Fourth, the possession must be adverse.  This means that it truly has to be without the owner’s permission.  Sometimes, court cases use the word “hostile” to show that the possessor’s use of the property is against the owner’s interests.  This criterion doesn’t require that the possessor be mean to the owner, it only requires that his reason for using the property is contrary to the owner’s right to have his land left alone.[vi]  

When there are multiple owners and one of them has given someone permission to be on the property, the possession is no longer considered adverse and the possessor cannot hope to gain ownership of the property under the doctrine of adverse possession.  Permission does not always come in the form of a clear statement like, “sure, it’s okay with me if you stay here.”  It may be that the owner knows that the possessor is there, but does not interfere with the possession.[vii] 

In sum, it is possible for squatters to get a legal claim to the property where they squat, but only if it is done openly in a clear obvious way, if the squatting lasts for the number of years required in that state, if the squatter had pretty much exclusive possession of the property for all of those years, and if the squatting was definitely against the owner’s interests in the property.  To see the research process for getting actual title to the property, see this post.
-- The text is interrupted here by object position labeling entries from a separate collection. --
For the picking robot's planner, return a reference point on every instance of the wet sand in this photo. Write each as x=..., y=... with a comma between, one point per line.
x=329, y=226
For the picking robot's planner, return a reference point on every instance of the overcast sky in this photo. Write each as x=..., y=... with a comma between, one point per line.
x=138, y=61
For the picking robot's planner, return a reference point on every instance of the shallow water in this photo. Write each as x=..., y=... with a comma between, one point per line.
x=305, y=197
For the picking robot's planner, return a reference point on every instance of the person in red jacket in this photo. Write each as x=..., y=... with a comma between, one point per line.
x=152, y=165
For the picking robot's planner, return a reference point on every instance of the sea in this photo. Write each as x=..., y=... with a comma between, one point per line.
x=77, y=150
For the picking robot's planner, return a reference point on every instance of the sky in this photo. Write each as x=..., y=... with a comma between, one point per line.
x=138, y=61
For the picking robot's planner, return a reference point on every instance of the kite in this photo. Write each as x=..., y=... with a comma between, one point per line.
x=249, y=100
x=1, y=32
RESEARCH TIP: To find the adverse possession laws in your state, try one of these strategies:
1. Look in a West case Digest for your state or region using the topic “Adverse Possession” and Key Number 13. 2. Look in the volume of your state’s statutory code covering “property.” If there isn’t a volume or major section on that topic, look for “adverse possession” in the alphabetical index to the code. It might be listed under “A” or it might be listed as a sub-topic within “property” or “real property” or “real estate.” Try navigating through the online version of your state code.  3. Look in a library catalog for a general book about property law in your state.
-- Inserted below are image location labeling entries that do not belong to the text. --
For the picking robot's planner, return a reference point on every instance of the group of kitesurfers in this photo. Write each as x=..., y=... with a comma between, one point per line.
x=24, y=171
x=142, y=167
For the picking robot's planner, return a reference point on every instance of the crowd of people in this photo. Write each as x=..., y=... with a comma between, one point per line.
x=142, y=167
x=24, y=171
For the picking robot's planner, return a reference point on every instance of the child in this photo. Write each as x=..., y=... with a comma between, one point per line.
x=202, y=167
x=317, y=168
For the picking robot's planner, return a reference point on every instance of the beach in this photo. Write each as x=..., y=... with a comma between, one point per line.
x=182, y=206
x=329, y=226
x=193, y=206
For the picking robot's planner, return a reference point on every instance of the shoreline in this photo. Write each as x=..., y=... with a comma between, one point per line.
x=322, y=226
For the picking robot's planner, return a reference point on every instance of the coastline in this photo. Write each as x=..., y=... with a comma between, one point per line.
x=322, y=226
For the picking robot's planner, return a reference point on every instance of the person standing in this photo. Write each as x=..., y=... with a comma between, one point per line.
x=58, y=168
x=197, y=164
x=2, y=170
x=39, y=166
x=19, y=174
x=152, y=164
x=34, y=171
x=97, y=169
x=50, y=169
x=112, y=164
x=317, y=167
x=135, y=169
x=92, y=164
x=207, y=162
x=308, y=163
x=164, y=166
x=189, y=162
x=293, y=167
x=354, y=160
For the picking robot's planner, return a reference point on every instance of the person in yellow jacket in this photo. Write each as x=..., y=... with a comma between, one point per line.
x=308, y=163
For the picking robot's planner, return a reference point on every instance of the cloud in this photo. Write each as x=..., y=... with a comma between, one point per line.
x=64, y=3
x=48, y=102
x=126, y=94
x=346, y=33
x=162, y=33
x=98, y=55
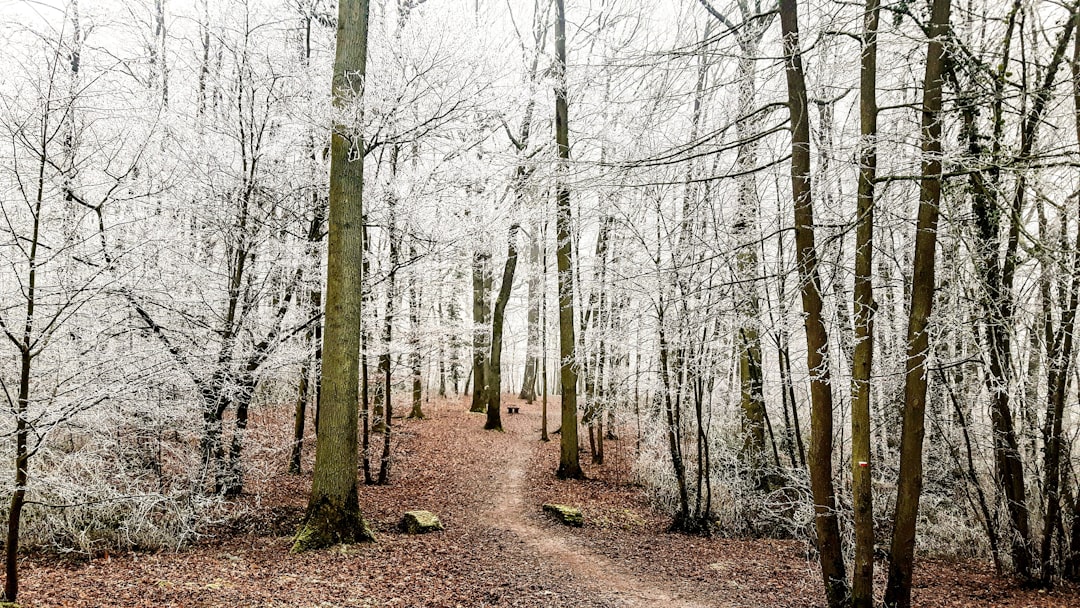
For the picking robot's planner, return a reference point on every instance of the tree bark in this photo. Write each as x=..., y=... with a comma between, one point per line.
x=333, y=514
x=862, y=576
x=482, y=285
x=909, y=484
x=493, y=374
x=821, y=392
x=569, y=465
[i] R.P. Davis, Acquisition by Adverse Possession or Use of Public Property Held By Municipal Corporation or Other Governmental Unit Otherwise Than for Streets, Alleys, Parks, or Common, 55 A.L.R. 2d. 554 (1957 & 2006). To read about adverse possession of streets and alleys, see 11 McQuillin on Municipal Corporations §30.179 (1991 & Supp. 2006).
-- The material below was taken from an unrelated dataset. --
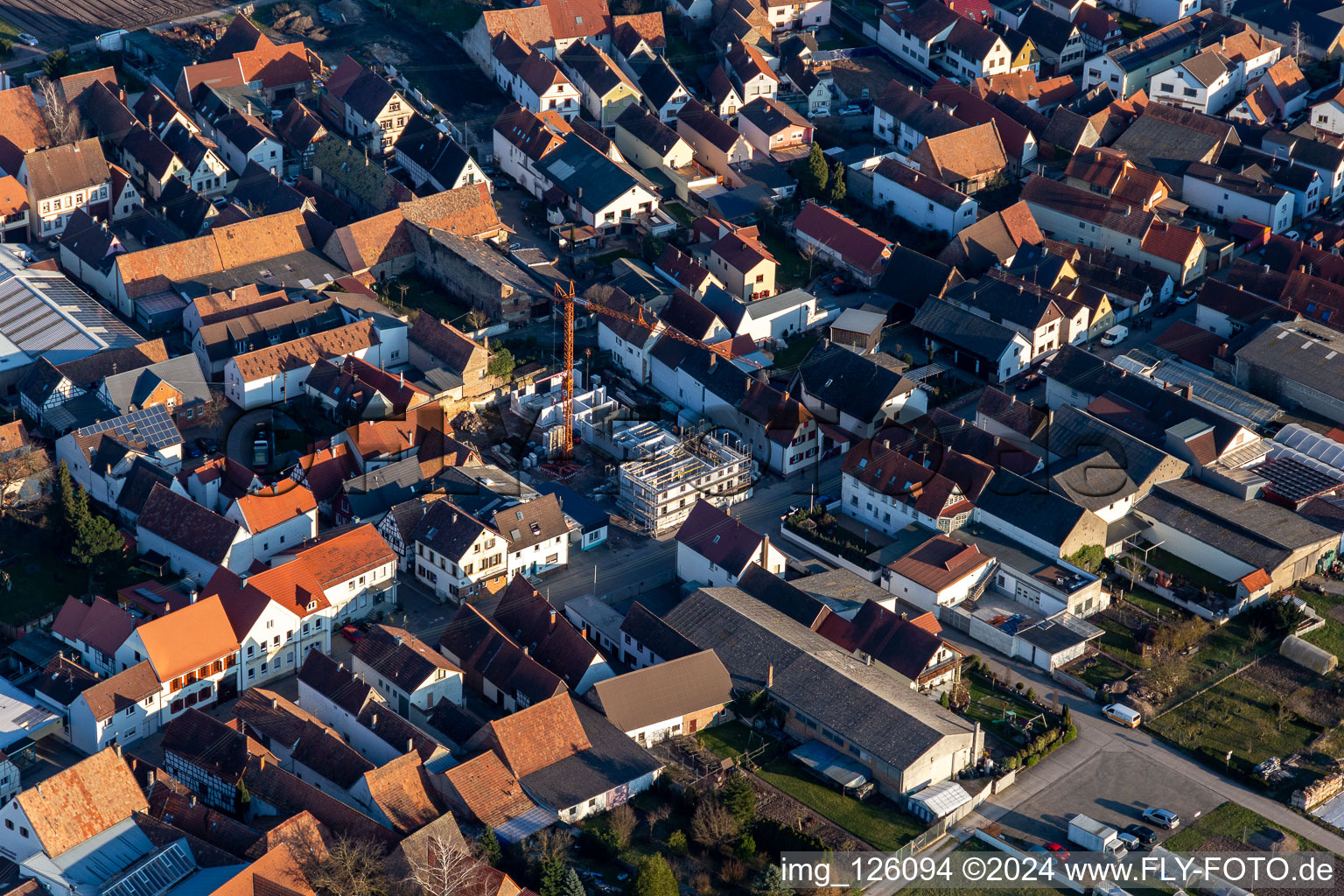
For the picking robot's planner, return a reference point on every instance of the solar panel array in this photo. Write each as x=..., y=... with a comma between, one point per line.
x=150, y=426
x=155, y=875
[ii] John F. Major, Acquisition of Title to Property by Adverse Possession, 39 Am. Jur. Proof of Facts 2d 261, §8 (2006).

[iii] “Acts which are consistent with sporadic trespass are insufficient to apprise a reasonably diligent owner of any adverse claim” Pierz v. Gorski, 276 N.W. 2d 352, 355 (Wis. Ct. App. 1979); “An annual entry upon another man’s lands, to cut timber, to feed cattle, to hunt or fish, can never give title, and the cultivation of a truck-patch during the summer as incidental to the other pursuits, does not redeem such entries from the character of occasional trespasses.” Wheeler v. Winn, 53 Pa. 122, 131 (Pa. 1866); “(1) mowing and maintaining the property each and every summer; (2) storing their lake equipment on the property each and every winter; and (3) allowing their children and grandchildren to play on the property… [are] best described as occasional and sporadic, failing to satisfy the elements of adverse possession.” Standard v. Urban, 453 N.W.2d. 733, 735 (Minn. Ct. App. 1990).

[iv] Examples: District of Columbia – 15 years, D.C. Code § 16-1113 (LexisNexis 2006); Florida – 7 years, Fl. Stat. Ann. § 95.16 (West 2006); Minnesota – 15 years, Minn. Stat. Ann. § 541.02 (West 2005); Nevada – 5 years, Nev. Rev. Stat. Ann. §§ 11.070, 11.110, 11.150 (West 2006); Ohio – 21 years, Ohio Rev. Code Ann. § 2305.04 (LexisNexis 2006); Washington – 7 years, Wash. Rev. Code Ann. § 7.28.050 (LexisNexis 2007).

[v] Bryant v. Palmer Coking Coal Co., 936 P.2d 1163 (Wash. Ct. App. 1997); Roche v. Town of Fairfield, 442 A.2d 911 (Conn. 1982).

[vi] Griffin v. Brian Dev., 938 So.2d 337 (Miss. Ct. App. 2006); Schuler v. Oldervik, 143 P.2d 1197 (Colo. Ct. App. 2006); Wood v. Bell, 902 A.2d 843 (Me. 2006).

[vii] Jonathan M. Purver, 2 C.J.S. Adverse Possession § 80 (2003).